The somewhat complicated story is this:
Some years ago a Canadian bloke developed the present range of Excalibur scroll saws, the main feature of which, apart from the parallel arm "up and down" linkage like a Delta for example, is a tilting head (rather than a tilting table).

A while ago that bloke sold out to a larger Canadian company called General International (who also makes various other wood and metal working machines - apparently all well regarded). GI made a number of detail differences and improvements to the basic design.

AFAIK, all Excalibur scroll saws (I'm not sure about other GI machines) are made in Taiwan, but don't let that put you off, the general engineering quality of mine is EXCELLENT, AND, unlike Hegner for example, spares are reasonably priced.

Even if you think the tilt head facility is not so important, don't be so sure., I've found mine to be invaluable, and NOT just for "normal" scroll sawing jobs either - it's easy to move the head, solid as a rock, dead accurate, and very easy to bring back to zero degrees (vertical). A further pointer - a couple of machines new to the market also now have tilting heads that look very similar to the Excali range - Jet for example.

Which brings us to SCIES. A Swiss company that also makes excellent files both hand and Swiss files, plus wood rasps. They are based in the French-speaking part of Switzerland in a place called Vallorbe, which is also the brand name of their files, etc. They also themselves produce the Pegas range of scroll saw blades there.

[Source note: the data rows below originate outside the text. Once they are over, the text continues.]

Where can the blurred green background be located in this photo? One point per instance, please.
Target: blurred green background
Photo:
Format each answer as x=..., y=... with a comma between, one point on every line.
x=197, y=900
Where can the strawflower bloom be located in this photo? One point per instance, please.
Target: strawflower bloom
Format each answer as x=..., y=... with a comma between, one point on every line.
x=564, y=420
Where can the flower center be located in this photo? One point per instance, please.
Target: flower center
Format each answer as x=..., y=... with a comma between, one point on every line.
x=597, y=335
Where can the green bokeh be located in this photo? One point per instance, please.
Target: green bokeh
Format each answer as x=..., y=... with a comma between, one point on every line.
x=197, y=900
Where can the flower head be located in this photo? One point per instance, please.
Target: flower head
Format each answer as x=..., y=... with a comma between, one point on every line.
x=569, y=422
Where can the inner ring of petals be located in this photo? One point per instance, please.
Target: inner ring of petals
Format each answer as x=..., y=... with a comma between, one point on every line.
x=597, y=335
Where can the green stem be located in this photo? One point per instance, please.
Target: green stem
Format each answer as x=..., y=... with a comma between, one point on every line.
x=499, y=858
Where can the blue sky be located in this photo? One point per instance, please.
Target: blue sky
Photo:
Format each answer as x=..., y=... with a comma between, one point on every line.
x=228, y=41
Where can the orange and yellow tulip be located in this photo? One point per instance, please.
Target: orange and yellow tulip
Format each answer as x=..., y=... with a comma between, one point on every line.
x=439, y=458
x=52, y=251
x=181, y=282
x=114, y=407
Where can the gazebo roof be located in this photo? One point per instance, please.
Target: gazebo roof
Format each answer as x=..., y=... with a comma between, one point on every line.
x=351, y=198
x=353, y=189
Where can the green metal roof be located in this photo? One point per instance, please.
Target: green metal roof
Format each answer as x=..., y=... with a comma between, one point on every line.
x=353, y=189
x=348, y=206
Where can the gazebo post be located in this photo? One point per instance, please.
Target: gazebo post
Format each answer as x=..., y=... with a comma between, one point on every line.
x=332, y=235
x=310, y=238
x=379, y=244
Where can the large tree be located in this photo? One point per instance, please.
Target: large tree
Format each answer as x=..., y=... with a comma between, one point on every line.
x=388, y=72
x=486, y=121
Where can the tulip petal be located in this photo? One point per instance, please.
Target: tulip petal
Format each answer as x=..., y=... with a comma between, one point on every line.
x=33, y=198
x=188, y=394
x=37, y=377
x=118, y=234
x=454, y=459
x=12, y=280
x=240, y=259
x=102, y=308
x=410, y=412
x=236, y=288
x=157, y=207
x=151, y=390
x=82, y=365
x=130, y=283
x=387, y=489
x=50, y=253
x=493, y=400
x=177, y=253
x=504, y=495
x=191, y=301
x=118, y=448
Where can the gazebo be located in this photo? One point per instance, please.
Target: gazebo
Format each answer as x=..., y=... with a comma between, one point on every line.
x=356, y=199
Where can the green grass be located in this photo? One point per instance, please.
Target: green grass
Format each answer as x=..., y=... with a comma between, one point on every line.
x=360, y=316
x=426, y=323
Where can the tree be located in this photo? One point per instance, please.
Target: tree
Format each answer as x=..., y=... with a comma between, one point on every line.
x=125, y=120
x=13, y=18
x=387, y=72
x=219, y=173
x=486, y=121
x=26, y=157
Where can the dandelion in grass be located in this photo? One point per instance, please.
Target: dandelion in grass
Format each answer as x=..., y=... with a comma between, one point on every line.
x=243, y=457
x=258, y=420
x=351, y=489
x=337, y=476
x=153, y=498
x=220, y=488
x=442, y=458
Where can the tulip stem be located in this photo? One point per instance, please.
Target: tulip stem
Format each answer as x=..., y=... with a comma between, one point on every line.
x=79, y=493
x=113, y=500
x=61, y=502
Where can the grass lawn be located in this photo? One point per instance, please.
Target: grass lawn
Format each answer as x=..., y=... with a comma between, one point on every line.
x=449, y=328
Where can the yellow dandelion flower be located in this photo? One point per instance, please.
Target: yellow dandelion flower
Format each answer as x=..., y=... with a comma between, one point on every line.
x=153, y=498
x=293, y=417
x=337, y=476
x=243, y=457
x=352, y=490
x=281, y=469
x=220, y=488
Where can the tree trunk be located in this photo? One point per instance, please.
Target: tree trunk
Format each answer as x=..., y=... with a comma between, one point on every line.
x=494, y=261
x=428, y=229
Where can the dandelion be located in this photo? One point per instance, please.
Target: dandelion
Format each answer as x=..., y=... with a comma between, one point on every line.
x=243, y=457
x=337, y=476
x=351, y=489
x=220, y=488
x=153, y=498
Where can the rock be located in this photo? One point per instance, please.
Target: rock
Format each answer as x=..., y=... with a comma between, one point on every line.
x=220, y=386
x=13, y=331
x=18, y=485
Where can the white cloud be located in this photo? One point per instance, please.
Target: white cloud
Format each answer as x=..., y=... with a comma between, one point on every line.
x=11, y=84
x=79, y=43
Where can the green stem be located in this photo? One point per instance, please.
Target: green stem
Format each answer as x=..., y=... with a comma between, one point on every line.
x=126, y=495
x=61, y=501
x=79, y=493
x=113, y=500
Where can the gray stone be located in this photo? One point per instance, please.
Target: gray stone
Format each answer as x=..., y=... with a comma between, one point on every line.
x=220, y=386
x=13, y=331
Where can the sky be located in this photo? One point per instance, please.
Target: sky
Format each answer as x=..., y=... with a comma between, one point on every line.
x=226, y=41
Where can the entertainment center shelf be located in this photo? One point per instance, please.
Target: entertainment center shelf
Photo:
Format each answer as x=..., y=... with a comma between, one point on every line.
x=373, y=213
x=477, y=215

GI do NOT sell direct to the public, only through distributors/importers - e.g. the UK distributor is Axminster Tools. The distributor for Switzerland and Germany (and I think Austria too) is the above SCIES company in Vallorbe. Certainly when I bought my Excali (from Dictum in Germany, where I also had the chance to try it alongside the Hegner) the machine I took home with me actually came from SCIES in Switzerland (although as is often the case here, it was cheaper in Germany than it would have been buying it from the local Swiss agent of SCIES here)!!!!

"Talking" to Claymore of this parish ("Brian") I discovered that apart from very minor differences, such as a NVR switch which my machine does not have, his "Axminster Trade Excalibur 30" machine that he bought from Axi is 99% the same as the my Excali bought as above. My "German/Swiss" machine has GI, Excalibur and Pegas badges on it, but I THINK if I'd bought mine from the Swiss dealer, it would "only" have had a Pegas badge on it (or perhaps Excali as well).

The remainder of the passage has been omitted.